Sciare fuori pista senza rispettare le regole di sicurezza può avere conseguenze estremamente gravi. È quanto accaduto nel Bellunese, dove uno sciatore, durante una discesa al di fuori del tracciato segnalato, ha provocato il distacco di una slavina larga circa 20 metri.
L’uomo è stato soccorso dagli operatori della Polizia di Stato del servizio di soccorso piste e sicurezza in montagna, che lo hanno tratto in salvo e messo in sicurezza. Al termine delle operazioni, però, è scattata la denuncia all’autorità giudiziaria per disastro colposo.
Slavina innescata durante una discesa fuori pista nel Bellunese
L’episodio conferma ancora una volta i rischi legati all’inosservanza delle regole sulle piste e fuori pista.
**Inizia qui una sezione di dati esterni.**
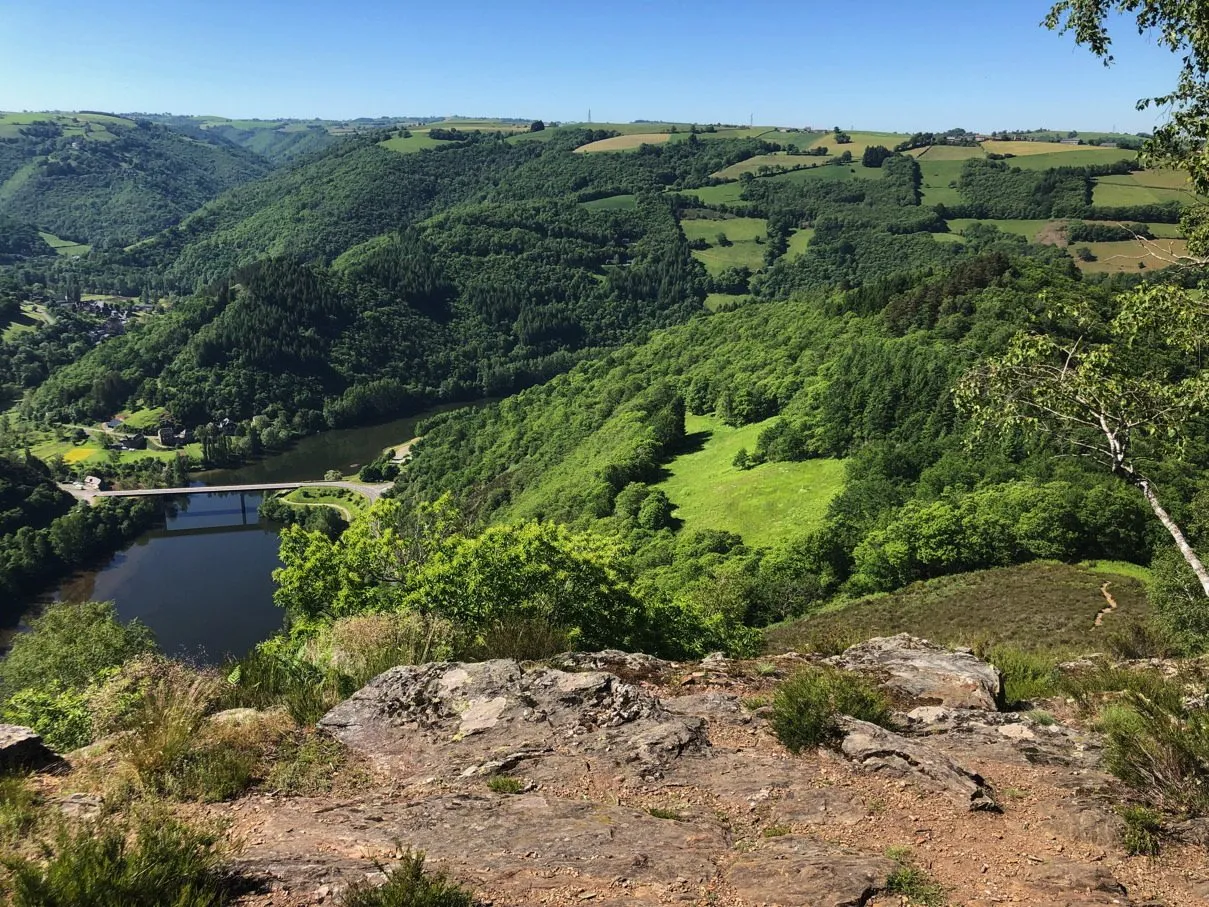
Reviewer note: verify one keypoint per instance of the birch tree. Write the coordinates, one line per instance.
(1123, 392)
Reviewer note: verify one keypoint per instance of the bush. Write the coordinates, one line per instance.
(409, 885)
(1027, 675)
(1141, 831)
(150, 862)
(808, 706)
(70, 645)
(307, 764)
(1162, 754)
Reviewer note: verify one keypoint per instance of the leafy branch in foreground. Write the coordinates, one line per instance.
(1121, 393)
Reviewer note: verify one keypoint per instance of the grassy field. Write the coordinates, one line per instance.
(1143, 188)
(798, 241)
(1035, 606)
(30, 318)
(624, 143)
(1028, 229)
(614, 202)
(1077, 157)
(744, 235)
(762, 504)
(780, 159)
(346, 501)
(947, 152)
(1027, 149)
(1116, 258)
(860, 142)
(416, 142)
(65, 247)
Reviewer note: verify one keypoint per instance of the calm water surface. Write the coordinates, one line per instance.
(203, 578)
(202, 581)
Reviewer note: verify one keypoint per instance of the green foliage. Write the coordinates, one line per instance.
(912, 882)
(139, 180)
(69, 646)
(63, 717)
(1141, 831)
(664, 813)
(18, 809)
(503, 784)
(1028, 676)
(409, 885)
(148, 862)
(1160, 751)
(808, 706)
(306, 764)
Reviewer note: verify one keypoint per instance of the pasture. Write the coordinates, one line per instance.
(1132, 256)
(946, 152)
(65, 247)
(624, 143)
(746, 236)
(1076, 157)
(860, 142)
(1143, 188)
(1036, 606)
(763, 504)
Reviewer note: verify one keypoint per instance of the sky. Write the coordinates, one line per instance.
(873, 64)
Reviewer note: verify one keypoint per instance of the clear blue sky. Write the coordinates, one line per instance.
(894, 64)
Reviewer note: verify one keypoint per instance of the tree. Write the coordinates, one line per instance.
(1180, 27)
(1122, 393)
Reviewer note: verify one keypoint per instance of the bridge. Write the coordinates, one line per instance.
(371, 491)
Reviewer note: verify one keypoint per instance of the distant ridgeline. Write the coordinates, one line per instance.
(108, 180)
(369, 279)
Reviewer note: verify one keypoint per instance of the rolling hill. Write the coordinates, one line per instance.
(108, 180)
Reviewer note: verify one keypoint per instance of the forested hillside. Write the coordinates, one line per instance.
(108, 180)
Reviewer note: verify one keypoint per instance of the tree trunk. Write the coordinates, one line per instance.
(1180, 541)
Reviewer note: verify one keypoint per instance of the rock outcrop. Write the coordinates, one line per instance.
(877, 750)
(22, 749)
(925, 674)
(450, 718)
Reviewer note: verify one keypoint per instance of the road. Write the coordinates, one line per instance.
(371, 491)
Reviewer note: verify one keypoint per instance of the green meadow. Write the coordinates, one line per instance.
(763, 504)
(746, 236)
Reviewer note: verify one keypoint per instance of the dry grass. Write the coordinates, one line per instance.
(1035, 606)
(624, 143)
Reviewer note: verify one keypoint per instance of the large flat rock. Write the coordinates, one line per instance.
(926, 674)
(453, 720)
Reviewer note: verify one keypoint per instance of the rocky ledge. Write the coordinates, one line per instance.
(638, 781)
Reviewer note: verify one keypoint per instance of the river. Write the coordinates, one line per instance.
(202, 579)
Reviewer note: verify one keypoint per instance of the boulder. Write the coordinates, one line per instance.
(21, 749)
(926, 674)
(877, 750)
(447, 720)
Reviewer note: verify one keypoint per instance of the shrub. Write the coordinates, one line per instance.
(71, 645)
(1027, 675)
(1141, 831)
(149, 862)
(503, 784)
(307, 764)
(409, 885)
(1162, 754)
(808, 706)
(913, 882)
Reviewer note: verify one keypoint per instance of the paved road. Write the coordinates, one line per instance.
(371, 491)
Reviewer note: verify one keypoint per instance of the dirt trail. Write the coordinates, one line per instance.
(1110, 608)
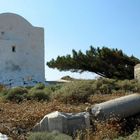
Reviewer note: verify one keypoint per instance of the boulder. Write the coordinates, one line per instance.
(117, 108)
(63, 122)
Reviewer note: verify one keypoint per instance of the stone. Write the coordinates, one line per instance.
(117, 108)
(63, 122)
(3, 137)
(21, 51)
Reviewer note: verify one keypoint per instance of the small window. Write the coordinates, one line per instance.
(13, 48)
(2, 33)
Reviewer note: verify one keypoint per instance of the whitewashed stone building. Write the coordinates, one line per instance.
(137, 72)
(21, 51)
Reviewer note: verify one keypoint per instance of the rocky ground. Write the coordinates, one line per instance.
(17, 119)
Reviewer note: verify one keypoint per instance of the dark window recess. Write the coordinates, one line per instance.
(2, 33)
(13, 48)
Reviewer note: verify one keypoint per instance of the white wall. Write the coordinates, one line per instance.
(24, 66)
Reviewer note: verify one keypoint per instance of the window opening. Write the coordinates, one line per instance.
(13, 48)
(2, 33)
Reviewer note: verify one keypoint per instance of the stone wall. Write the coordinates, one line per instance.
(21, 51)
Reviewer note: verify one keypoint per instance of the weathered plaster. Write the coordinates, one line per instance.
(21, 51)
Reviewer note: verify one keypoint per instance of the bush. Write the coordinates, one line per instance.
(72, 92)
(48, 136)
(15, 94)
(39, 86)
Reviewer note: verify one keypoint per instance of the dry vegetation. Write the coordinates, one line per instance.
(17, 118)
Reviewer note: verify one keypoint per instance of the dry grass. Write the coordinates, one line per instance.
(17, 119)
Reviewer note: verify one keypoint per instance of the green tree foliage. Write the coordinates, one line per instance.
(106, 62)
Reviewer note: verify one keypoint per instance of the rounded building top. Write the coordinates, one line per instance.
(13, 20)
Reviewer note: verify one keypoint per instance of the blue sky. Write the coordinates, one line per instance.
(77, 24)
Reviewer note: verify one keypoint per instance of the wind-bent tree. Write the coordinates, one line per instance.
(106, 62)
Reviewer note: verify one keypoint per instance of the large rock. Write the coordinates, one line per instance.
(117, 108)
(63, 122)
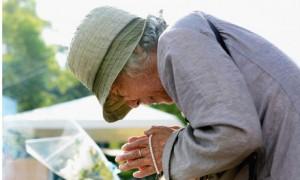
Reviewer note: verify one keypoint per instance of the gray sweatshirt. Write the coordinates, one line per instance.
(235, 105)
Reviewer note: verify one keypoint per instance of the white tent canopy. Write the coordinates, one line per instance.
(88, 112)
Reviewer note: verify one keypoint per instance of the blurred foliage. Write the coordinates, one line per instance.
(31, 74)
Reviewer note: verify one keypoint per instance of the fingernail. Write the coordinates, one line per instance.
(124, 147)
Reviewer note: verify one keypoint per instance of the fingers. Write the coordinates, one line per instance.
(143, 172)
(158, 129)
(137, 144)
(132, 155)
(135, 164)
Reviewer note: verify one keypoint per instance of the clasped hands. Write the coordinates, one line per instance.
(137, 154)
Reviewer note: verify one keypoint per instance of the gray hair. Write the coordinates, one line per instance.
(139, 59)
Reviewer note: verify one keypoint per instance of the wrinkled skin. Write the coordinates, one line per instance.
(131, 158)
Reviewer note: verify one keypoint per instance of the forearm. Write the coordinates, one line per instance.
(197, 152)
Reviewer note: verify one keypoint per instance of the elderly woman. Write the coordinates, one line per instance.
(240, 94)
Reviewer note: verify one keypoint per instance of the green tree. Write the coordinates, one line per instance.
(31, 74)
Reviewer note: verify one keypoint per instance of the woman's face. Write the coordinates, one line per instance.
(142, 89)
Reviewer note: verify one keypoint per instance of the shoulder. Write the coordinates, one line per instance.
(190, 25)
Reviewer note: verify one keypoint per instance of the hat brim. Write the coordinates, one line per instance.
(115, 108)
(121, 48)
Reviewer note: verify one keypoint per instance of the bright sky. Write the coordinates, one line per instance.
(276, 20)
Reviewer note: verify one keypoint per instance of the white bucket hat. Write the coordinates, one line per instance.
(100, 49)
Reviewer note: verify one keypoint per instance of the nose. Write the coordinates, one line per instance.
(133, 103)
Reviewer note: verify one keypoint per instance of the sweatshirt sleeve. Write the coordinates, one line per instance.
(211, 92)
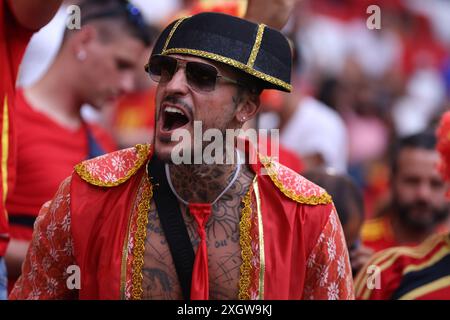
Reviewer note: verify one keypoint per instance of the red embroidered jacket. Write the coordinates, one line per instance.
(292, 244)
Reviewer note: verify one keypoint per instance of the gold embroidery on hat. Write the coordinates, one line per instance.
(172, 33)
(231, 62)
(256, 46)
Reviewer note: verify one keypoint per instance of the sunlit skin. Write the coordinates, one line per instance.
(221, 109)
(418, 188)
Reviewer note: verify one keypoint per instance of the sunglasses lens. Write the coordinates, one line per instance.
(201, 76)
(162, 69)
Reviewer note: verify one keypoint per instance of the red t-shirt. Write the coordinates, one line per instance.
(13, 41)
(46, 155)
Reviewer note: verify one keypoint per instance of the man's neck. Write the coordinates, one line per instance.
(53, 95)
(201, 183)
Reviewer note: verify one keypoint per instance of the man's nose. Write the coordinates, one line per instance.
(178, 84)
(424, 192)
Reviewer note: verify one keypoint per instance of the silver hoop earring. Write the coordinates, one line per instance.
(81, 55)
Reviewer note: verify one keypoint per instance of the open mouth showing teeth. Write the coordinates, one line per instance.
(173, 118)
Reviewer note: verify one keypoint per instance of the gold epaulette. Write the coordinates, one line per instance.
(114, 168)
(373, 229)
(293, 185)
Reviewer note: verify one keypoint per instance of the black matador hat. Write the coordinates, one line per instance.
(257, 50)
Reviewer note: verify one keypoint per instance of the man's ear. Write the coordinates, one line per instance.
(248, 107)
(81, 41)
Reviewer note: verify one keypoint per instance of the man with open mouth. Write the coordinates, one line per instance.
(138, 226)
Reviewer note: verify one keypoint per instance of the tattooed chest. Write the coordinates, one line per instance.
(160, 279)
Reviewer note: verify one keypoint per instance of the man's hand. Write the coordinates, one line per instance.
(15, 255)
(274, 13)
(33, 14)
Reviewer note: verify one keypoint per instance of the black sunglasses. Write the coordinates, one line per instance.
(201, 77)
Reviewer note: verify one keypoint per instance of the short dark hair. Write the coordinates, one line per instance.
(424, 140)
(346, 195)
(120, 11)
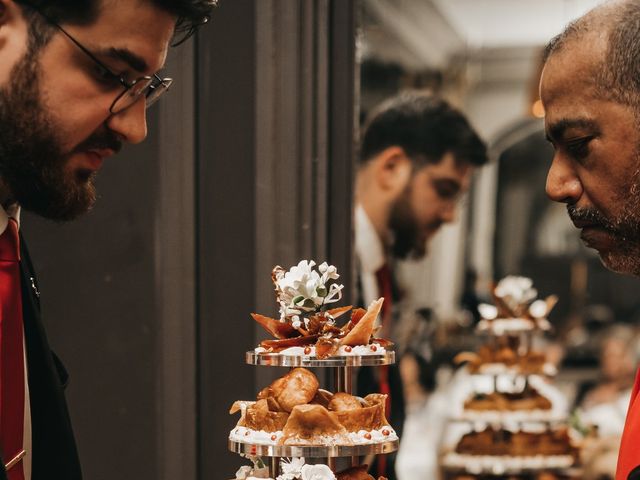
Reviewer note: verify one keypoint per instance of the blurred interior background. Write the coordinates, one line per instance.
(250, 163)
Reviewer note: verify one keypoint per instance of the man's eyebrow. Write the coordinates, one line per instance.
(557, 129)
(134, 61)
(449, 183)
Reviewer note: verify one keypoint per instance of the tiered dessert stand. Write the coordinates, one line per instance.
(458, 465)
(342, 368)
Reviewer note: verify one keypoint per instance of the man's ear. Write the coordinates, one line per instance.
(393, 170)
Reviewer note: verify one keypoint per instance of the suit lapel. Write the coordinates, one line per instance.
(54, 449)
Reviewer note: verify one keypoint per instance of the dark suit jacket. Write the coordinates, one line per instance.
(54, 454)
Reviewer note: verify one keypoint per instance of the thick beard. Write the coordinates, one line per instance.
(625, 228)
(32, 163)
(407, 241)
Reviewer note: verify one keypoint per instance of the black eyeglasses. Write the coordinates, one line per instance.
(149, 88)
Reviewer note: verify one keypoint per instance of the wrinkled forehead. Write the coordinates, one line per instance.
(139, 27)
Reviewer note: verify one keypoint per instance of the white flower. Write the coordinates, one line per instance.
(538, 309)
(293, 466)
(487, 311)
(516, 291)
(303, 289)
(317, 472)
(243, 472)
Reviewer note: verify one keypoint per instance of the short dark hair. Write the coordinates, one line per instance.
(190, 14)
(617, 77)
(425, 127)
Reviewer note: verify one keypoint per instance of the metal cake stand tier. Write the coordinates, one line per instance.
(317, 451)
(277, 360)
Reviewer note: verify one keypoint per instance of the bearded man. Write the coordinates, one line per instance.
(416, 160)
(76, 77)
(590, 89)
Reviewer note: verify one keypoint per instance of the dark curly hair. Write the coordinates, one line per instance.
(190, 14)
(426, 127)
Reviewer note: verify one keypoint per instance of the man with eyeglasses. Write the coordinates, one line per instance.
(76, 77)
(417, 156)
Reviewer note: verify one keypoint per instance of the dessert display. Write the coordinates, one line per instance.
(297, 469)
(308, 327)
(511, 427)
(295, 429)
(526, 400)
(502, 442)
(293, 410)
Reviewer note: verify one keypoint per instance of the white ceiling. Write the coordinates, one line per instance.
(427, 33)
(510, 23)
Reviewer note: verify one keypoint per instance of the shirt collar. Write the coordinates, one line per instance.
(368, 245)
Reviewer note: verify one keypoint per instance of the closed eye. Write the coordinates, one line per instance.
(578, 148)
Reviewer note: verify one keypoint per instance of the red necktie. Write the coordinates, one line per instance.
(385, 288)
(11, 353)
(629, 456)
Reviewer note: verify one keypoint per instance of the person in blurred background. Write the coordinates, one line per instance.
(590, 91)
(417, 156)
(605, 403)
(75, 80)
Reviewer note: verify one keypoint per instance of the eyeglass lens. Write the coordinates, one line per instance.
(151, 88)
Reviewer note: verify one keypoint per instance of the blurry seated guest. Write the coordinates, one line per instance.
(418, 379)
(605, 404)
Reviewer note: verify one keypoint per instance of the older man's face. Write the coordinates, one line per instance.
(595, 169)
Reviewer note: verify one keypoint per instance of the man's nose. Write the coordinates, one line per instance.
(563, 184)
(131, 123)
(448, 212)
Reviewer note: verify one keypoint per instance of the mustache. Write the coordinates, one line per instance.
(590, 215)
(100, 140)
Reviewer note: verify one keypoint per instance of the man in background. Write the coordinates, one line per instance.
(417, 157)
(76, 78)
(590, 89)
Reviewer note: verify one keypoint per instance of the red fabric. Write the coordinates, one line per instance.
(629, 456)
(11, 351)
(385, 289)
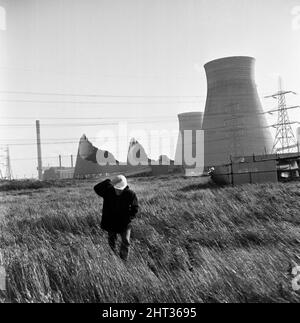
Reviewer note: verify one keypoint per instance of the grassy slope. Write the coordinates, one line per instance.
(191, 243)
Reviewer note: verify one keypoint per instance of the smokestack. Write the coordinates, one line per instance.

Il distacco della massa nevosa, avvenuto a seguito del passaggio dello sciatore, avrebbe potuto coinvolgere altre persone presenti nell’area, trasformando una condotta imprudente in una tragedia.
Proprio per questo motivo, dopo il soccorso, la Polizia di Stato ha proceduto con la segnalazione all’autorità giudiziaria, contestando il reato di disastro colposo, previsto nei casi in cui un comportamento negligente provochi un evento potenzialmente pericoloso su larga scala.
I comprensori sotto il controllo della questura di Belluno
La competenza territoriale della questura di Belluno comprende alcuni tra i principali comprensori sciistici delle Dolomiti, tra cui Cortina, Arabba, Falcade, Selva di Cadore e Palafavera.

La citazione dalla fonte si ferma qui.